Great! BTW you don't need it under IIS 10, but still need it under IIS7. At least this is my experience (inconsistency is pain in a ass, moving between development and production causes unexpected challenges)
Thanks for posting the answer. I was having the same problem when publishing in AWS Elasticbeanstalk servers.
Thank you so much for the answer and explanation on why it didn't work.

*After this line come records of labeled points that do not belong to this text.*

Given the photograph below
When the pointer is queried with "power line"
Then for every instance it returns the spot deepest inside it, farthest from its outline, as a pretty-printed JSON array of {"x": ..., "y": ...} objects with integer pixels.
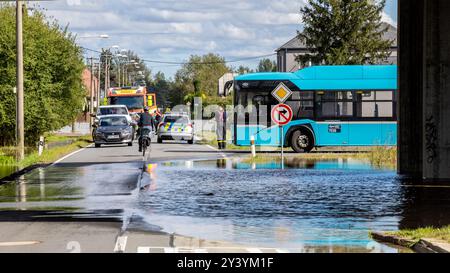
[{"x": 195, "y": 63}]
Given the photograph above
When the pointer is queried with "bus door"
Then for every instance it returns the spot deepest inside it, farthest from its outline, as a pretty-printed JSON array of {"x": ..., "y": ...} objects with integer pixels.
[
  {"x": 333, "y": 110},
  {"x": 253, "y": 119},
  {"x": 372, "y": 111}
]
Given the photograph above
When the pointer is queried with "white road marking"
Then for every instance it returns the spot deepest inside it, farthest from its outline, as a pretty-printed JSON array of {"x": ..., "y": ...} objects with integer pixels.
[
  {"x": 146, "y": 249},
  {"x": 143, "y": 249},
  {"x": 217, "y": 150},
  {"x": 170, "y": 250},
  {"x": 71, "y": 154},
  {"x": 23, "y": 243},
  {"x": 121, "y": 243},
  {"x": 254, "y": 250}
]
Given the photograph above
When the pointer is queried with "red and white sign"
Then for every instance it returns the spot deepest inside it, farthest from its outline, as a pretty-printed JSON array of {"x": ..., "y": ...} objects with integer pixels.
[{"x": 281, "y": 114}]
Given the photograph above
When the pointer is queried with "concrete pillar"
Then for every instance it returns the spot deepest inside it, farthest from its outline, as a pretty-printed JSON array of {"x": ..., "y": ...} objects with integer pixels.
[
  {"x": 424, "y": 95},
  {"x": 409, "y": 96}
]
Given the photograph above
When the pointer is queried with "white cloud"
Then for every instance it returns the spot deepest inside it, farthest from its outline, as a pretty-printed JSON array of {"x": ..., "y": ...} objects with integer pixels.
[{"x": 172, "y": 29}]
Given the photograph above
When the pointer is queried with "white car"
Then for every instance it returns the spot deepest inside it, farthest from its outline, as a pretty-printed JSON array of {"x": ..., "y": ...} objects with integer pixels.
[
  {"x": 108, "y": 110},
  {"x": 176, "y": 127}
]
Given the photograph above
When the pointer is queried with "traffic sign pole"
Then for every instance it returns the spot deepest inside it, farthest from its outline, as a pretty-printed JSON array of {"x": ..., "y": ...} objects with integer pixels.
[
  {"x": 284, "y": 117},
  {"x": 282, "y": 93},
  {"x": 282, "y": 146}
]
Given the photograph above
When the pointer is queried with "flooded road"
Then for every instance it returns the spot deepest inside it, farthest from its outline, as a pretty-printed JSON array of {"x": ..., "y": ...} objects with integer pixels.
[{"x": 322, "y": 204}]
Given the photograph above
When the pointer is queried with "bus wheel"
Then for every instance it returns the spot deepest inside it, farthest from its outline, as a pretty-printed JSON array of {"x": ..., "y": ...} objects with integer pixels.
[{"x": 302, "y": 141}]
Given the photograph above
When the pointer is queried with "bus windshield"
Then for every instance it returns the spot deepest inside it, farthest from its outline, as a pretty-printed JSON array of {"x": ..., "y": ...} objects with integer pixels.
[{"x": 136, "y": 102}]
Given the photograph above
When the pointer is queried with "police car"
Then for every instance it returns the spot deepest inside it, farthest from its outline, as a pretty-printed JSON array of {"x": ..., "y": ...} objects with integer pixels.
[{"x": 176, "y": 126}]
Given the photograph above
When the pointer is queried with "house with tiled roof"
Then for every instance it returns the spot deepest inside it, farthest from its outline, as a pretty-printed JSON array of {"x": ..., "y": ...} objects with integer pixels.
[{"x": 287, "y": 53}]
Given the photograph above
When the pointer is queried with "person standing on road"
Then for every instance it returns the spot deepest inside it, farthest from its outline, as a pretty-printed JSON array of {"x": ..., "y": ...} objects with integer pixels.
[
  {"x": 145, "y": 121},
  {"x": 221, "y": 128}
]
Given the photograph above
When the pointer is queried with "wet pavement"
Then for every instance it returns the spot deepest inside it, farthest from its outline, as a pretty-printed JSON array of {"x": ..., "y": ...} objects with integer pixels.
[{"x": 310, "y": 206}]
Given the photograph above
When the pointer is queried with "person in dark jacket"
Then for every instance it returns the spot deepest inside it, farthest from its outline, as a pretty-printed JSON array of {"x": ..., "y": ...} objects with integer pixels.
[
  {"x": 145, "y": 121},
  {"x": 221, "y": 128}
]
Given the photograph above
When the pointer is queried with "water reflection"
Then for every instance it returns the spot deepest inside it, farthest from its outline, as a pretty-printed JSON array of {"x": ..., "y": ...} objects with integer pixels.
[
  {"x": 312, "y": 202},
  {"x": 326, "y": 204}
]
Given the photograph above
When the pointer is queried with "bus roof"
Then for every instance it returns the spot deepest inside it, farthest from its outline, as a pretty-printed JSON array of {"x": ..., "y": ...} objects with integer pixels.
[{"x": 338, "y": 77}]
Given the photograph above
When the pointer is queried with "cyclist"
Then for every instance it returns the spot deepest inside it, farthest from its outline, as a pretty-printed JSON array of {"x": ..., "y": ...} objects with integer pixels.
[{"x": 146, "y": 121}]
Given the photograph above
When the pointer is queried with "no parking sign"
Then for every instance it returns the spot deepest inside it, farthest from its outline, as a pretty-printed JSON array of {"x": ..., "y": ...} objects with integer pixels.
[{"x": 281, "y": 114}]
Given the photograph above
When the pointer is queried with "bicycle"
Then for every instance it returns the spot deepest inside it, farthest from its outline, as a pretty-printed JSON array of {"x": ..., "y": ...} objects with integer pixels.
[{"x": 145, "y": 139}]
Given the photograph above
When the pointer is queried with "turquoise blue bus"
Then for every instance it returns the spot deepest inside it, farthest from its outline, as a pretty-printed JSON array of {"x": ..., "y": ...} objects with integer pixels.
[{"x": 332, "y": 106}]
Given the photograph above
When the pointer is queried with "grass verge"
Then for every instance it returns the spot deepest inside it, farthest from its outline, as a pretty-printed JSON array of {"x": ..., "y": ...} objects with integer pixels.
[{"x": 48, "y": 155}]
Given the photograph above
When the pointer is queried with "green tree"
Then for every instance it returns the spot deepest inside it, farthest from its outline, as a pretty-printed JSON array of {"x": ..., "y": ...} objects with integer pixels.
[
  {"x": 266, "y": 65},
  {"x": 53, "y": 66},
  {"x": 207, "y": 70},
  {"x": 241, "y": 70},
  {"x": 340, "y": 32}
]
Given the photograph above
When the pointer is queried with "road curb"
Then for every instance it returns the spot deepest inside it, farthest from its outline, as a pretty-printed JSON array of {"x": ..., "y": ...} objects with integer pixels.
[
  {"x": 19, "y": 173},
  {"x": 420, "y": 246}
]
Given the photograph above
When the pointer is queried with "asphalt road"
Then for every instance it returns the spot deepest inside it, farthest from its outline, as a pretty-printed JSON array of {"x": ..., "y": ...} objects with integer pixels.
[{"x": 111, "y": 171}]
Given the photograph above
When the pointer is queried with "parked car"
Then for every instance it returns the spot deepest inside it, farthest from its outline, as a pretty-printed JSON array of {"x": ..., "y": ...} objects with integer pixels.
[
  {"x": 114, "y": 129},
  {"x": 107, "y": 110},
  {"x": 176, "y": 127}
]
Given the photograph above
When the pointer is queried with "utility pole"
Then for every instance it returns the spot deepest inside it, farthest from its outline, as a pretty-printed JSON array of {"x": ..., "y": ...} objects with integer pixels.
[
  {"x": 91, "y": 97},
  {"x": 20, "y": 134},
  {"x": 99, "y": 67},
  {"x": 106, "y": 75}
]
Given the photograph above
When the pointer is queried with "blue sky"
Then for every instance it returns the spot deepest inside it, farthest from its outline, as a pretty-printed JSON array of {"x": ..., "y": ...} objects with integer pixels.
[{"x": 170, "y": 30}]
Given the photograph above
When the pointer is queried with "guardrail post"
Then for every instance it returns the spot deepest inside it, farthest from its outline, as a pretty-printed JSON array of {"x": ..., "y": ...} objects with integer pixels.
[
  {"x": 41, "y": 145},
  {"x": 252, "y": 142}
]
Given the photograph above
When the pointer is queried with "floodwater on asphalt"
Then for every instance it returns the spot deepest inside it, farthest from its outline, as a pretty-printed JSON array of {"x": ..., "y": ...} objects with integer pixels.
[{"x": 327, "y": 204}]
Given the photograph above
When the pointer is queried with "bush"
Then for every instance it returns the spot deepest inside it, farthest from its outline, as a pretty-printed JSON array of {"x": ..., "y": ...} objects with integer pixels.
[{"x": 53, "y": 66}]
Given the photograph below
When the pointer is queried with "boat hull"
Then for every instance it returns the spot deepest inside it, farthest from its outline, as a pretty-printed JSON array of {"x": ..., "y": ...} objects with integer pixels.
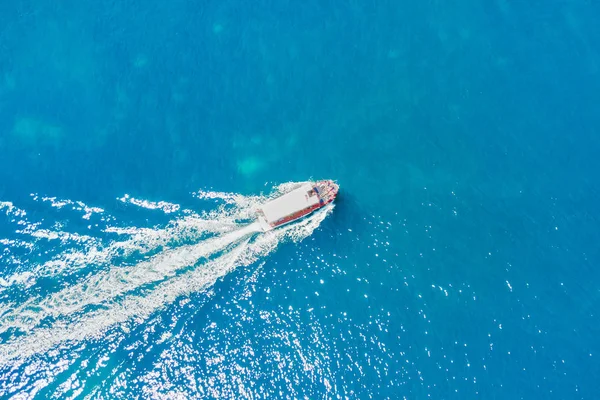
[{"x": 296, "y": 204}]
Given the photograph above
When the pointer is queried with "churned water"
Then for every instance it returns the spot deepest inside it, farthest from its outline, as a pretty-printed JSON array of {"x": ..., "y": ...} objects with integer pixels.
[{"x": 459, "y": 261}]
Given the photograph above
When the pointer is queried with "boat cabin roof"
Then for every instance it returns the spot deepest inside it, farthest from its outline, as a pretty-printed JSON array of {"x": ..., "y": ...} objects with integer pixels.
[{"x": 291, "y": 202}]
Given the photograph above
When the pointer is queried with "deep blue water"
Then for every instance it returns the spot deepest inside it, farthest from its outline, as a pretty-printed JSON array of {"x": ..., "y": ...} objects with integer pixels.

It worked for me.
1

Well, even though you are explicitly casting, Response.StatusCode is a child element of Response.

In most cases, the easiest way I find and following "best practices" for creating WebAPI's:

First, your method signature would change from:

public JsonResult Action() { ... }

to

public IHttpActionResult Action { ... }

then instead of returning Json() you would use the following:

return Content(HttpStatusCode.BadRequest, new {success = false, errors = errors }, Configuration.Formatters.JsonFormatter);

where the final variable, Configuration.Formatters.JsonFormatter is optional--remember, Json is the default return type (or ASP.NET allows for content negotiation and will follow what the client requests).

Hope that helps.

2 Comments

Hey, thanks. Unfortunately, I'd already tried that and it hadn't worked. I've added as an answer, what finally worked. Although I'd love to know the source of 'best practices' for the things you've mentioned.
@JeevanJose interesting, what issues were you having using the above code? Same exact bug? As far as best practices go, I'm going based on what's recommended when crafting API's by most .NET experts (Shawn Wildermuth on Pluralsight has a few great ones in particular: app.pluralsight.com/library/courses/web-api-design/… app.pluralsight.com/library/courses/… and finally app.pluralsight.com/library/courses/… ).